HISTÓRIA EM QUADRINHOS

autor, personagens reais e inconscientes, história real, público meio ativo.

ESTÓRIA ESCRITA

autor, personagens imaginados e inconscientes, história real, público ativo.

ESTÓRIA FALADA

autor, personagens imaginados e inconscientes, história volátil, público mais ativo.

ESTÓRIA IMAGINADA

autor, personagens imaginados e inconscientes, história particular, público super ativo.

?

sem autor, nada existe. O que é menos do que imaginado?

O sentido de "história real" é o de que ela pode ser constatada e não algo que aconteceu realmente. O "público" é o leitor, a plateia.

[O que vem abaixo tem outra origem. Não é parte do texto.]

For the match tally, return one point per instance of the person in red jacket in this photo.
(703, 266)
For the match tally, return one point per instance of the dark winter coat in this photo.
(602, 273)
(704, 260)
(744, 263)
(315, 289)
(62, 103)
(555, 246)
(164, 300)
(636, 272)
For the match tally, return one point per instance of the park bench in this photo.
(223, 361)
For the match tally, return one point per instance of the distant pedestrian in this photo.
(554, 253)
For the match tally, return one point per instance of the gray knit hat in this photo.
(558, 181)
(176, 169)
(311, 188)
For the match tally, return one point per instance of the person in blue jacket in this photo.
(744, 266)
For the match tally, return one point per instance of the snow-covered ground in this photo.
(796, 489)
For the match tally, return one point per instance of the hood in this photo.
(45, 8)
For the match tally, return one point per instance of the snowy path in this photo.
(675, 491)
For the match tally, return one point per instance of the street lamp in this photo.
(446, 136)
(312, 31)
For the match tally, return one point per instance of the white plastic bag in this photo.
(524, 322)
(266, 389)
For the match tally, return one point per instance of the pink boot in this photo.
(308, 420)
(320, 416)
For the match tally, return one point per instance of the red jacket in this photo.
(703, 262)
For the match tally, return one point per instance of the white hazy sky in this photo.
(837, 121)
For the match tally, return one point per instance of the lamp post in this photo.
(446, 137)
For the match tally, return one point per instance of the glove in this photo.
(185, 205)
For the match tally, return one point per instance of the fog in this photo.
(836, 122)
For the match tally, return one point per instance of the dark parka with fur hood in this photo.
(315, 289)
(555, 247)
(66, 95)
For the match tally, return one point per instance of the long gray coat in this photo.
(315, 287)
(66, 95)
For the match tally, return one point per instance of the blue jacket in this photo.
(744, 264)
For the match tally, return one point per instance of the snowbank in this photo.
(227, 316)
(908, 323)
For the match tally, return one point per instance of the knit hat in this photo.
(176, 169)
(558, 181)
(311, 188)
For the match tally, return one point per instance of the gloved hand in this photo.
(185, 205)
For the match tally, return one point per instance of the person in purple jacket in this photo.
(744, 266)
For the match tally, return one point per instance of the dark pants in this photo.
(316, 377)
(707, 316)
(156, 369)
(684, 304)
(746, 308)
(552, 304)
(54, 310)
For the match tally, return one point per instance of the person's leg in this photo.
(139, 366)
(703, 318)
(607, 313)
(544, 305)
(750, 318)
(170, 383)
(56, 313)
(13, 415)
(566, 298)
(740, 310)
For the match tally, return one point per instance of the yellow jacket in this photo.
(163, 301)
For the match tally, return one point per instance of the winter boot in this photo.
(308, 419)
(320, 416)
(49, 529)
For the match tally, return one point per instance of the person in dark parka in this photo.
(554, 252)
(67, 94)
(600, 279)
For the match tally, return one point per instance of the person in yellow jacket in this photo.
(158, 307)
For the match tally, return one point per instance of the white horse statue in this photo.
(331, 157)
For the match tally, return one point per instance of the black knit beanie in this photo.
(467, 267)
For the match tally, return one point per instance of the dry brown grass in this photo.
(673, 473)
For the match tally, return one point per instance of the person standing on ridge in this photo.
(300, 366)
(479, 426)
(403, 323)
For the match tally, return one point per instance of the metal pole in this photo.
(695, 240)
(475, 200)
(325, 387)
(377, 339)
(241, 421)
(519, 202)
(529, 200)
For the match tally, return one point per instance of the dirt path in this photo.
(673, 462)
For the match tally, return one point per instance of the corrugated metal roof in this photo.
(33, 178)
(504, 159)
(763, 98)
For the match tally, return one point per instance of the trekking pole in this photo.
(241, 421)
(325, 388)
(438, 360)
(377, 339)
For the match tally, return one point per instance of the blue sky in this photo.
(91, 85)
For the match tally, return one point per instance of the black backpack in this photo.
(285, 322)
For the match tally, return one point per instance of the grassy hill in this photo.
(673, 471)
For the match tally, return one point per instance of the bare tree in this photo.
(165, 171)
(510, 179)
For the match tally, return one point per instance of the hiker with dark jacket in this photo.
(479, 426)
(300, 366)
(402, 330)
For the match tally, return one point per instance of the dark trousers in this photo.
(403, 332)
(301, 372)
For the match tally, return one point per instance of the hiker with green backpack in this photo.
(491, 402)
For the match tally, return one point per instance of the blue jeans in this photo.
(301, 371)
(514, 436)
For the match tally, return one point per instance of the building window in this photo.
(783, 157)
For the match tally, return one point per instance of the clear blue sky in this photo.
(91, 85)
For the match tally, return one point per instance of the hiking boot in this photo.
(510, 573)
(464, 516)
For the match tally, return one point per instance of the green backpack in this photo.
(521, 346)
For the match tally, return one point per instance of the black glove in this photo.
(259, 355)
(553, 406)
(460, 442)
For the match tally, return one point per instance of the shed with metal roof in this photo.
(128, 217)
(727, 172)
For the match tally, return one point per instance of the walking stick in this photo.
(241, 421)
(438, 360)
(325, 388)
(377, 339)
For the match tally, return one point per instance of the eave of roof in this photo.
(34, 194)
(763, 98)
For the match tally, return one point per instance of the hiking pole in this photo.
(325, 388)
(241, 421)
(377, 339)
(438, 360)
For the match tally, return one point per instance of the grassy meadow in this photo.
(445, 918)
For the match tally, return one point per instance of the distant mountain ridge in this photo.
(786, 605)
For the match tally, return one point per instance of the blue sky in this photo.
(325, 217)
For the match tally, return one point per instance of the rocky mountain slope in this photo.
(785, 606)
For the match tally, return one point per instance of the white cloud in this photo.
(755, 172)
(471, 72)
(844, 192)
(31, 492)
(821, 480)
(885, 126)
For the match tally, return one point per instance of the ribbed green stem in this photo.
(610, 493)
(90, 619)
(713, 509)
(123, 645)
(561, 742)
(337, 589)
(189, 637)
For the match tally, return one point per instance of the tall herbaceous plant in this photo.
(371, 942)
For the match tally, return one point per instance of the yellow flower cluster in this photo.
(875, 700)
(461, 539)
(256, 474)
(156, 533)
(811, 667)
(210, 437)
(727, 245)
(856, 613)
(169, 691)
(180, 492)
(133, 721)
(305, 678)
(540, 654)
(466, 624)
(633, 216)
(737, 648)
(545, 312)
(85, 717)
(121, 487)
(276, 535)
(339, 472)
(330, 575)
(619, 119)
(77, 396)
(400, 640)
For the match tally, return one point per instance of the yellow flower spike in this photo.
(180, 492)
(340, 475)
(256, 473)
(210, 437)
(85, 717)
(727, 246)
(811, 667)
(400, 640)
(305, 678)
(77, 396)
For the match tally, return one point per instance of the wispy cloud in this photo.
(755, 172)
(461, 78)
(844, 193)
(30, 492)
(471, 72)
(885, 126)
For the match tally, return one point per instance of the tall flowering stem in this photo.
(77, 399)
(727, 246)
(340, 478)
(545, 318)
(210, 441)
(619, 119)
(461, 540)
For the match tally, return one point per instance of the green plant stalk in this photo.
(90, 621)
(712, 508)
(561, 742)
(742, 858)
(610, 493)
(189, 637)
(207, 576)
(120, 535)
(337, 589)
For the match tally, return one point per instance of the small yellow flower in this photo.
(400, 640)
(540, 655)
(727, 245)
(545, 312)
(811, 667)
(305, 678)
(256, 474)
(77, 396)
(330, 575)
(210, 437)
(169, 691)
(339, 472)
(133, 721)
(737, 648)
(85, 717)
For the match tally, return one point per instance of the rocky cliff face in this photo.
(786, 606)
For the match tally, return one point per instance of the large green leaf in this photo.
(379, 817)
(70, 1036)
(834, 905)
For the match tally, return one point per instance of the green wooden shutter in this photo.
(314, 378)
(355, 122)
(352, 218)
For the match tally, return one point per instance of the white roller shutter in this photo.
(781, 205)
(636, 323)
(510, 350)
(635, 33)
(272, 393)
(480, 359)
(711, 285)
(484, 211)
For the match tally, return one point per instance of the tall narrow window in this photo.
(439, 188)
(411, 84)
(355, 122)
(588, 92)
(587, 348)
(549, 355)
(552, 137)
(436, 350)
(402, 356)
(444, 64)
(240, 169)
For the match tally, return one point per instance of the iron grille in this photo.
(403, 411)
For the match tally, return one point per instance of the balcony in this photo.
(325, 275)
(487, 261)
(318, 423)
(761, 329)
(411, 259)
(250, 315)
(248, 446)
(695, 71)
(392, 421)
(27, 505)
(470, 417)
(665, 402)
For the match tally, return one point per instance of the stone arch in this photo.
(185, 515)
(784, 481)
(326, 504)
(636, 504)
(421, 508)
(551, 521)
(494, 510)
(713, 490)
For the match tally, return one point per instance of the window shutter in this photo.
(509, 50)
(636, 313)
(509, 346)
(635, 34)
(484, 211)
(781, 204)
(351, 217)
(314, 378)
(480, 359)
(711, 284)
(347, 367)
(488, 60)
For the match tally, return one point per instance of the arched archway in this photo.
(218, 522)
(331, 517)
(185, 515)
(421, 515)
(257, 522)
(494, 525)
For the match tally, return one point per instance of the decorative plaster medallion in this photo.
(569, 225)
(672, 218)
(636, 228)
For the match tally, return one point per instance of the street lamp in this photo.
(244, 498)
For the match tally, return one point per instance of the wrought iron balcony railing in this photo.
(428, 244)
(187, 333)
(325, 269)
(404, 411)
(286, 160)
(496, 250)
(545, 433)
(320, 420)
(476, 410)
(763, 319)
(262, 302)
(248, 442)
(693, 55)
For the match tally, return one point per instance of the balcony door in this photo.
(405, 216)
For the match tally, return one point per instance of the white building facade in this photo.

Nada pode existir se não tiver um autor, um causador. A prova disso somos nós mesmos, o público. Se não podemos interagir com algo, ele não existe. Se podemos interagir, existe. Se existe, tem uma causa, um autor. Quanto mais ativos ficamos, mais participamos da estória do autor. Chega um momento em que estamos tão ativos que a estória passa a ser nossa, e aí dispensamos o autor.

Em que momento somos mais ativos? Quando estamos totalmente conscientes.

E que momento é esse? O momento da vida real. A estória é nossa, mas não podemos afirmar que não teve um autor.

Fechamos o círculo.

Brasilio – Abril/2005.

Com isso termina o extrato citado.